SMU Law Review
Securities law opinions during this period fall into two categories. The first deals with incompetent lawyers. In Miller, a state court reinstated a cease and desist order against an issuer whose lawyer failed to object to a witness's testimony when a co-defendant's counsel did. In In re Next Financial Group, the Texas Supreme Court granted mandamus and ordered arbitration for the termination of a broker when the arbitration agreement permitted only an exception for statutory discrimination, not a common law exception to the employment-at-will doctrine.

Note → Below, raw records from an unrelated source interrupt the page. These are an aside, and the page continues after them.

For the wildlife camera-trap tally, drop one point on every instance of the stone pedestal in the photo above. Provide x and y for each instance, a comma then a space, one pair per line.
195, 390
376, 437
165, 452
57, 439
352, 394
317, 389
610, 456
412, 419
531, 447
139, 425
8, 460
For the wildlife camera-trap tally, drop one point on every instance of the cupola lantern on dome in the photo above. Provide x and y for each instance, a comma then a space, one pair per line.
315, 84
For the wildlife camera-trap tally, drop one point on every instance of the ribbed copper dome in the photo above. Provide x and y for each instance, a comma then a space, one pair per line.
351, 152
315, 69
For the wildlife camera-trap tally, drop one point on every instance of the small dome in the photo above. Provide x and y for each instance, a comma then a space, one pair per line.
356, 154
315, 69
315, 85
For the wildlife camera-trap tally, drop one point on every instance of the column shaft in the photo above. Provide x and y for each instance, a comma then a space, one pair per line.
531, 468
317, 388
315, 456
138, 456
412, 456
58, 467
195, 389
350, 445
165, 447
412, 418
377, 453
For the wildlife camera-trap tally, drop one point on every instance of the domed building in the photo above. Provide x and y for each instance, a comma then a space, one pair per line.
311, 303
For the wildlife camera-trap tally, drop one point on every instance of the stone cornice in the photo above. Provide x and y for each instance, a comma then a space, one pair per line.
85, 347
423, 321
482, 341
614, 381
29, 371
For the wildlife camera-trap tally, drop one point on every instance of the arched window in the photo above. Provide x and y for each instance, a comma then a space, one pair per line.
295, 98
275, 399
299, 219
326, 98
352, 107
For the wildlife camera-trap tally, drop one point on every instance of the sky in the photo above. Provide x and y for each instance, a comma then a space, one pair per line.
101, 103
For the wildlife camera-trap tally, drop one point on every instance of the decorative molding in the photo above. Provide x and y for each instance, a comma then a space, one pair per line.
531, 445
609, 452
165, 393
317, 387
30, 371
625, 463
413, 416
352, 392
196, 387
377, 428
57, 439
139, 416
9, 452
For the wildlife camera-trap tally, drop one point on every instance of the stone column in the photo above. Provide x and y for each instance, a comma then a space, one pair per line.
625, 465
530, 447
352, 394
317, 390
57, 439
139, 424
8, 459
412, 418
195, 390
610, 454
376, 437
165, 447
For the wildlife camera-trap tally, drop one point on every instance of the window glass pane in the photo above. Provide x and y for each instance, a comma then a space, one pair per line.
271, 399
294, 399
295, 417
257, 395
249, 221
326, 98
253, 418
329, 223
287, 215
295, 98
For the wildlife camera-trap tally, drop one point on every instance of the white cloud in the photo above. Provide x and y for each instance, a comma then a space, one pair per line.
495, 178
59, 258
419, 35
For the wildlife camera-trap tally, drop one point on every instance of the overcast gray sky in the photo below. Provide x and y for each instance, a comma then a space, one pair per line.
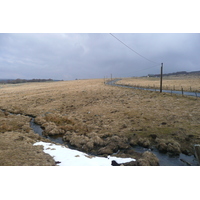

The second group of cases involve Fifth Circuit opinions discussing securities fraud actions under the Private Securities Litigation Reform Act (“PSLRA”). The primary focus was on “loss causation.” Continuing the drive to thwart securities fraud actions, the Fifth Circuit in Catogas, affirmed a dismissal and determined that for "loss causation," investors must show an immediate decline in the issuer's stock price following corrective disclosure. In Fener, the Fifth Circuit denied class certification, requiring that loss causation requires separating that portion of the loss stemming from the corrective disclosure from that portion of the loss caused by disclosure of other negative information. With respect to a strong inference of scienter, the Fifth Circuit in Flaherty & Crumrine Preferred Income Fund affirmed a dismissal, determining that vague cautionary statements and warnings defeat the strong inference. In contrast, the Fifth Circuit determined in Lormand that the pleading standard for loss causation is the short and simple pleading of Rule 8, not the particularity of Rule 9, and that serial disclosure does not defeat a finding of loss causation. In Alaska Electrical Pension Fund, the Fifth Circuit held that the disclosure need not be a fact-for-fact disclosure and that reflecting part of the truth obscured by the fraud is sufficient.
George Lee Flint, Jr., Texas Annual Survey: Securities Regulation, 63 S.M.U. L. Rev. 795 (2010).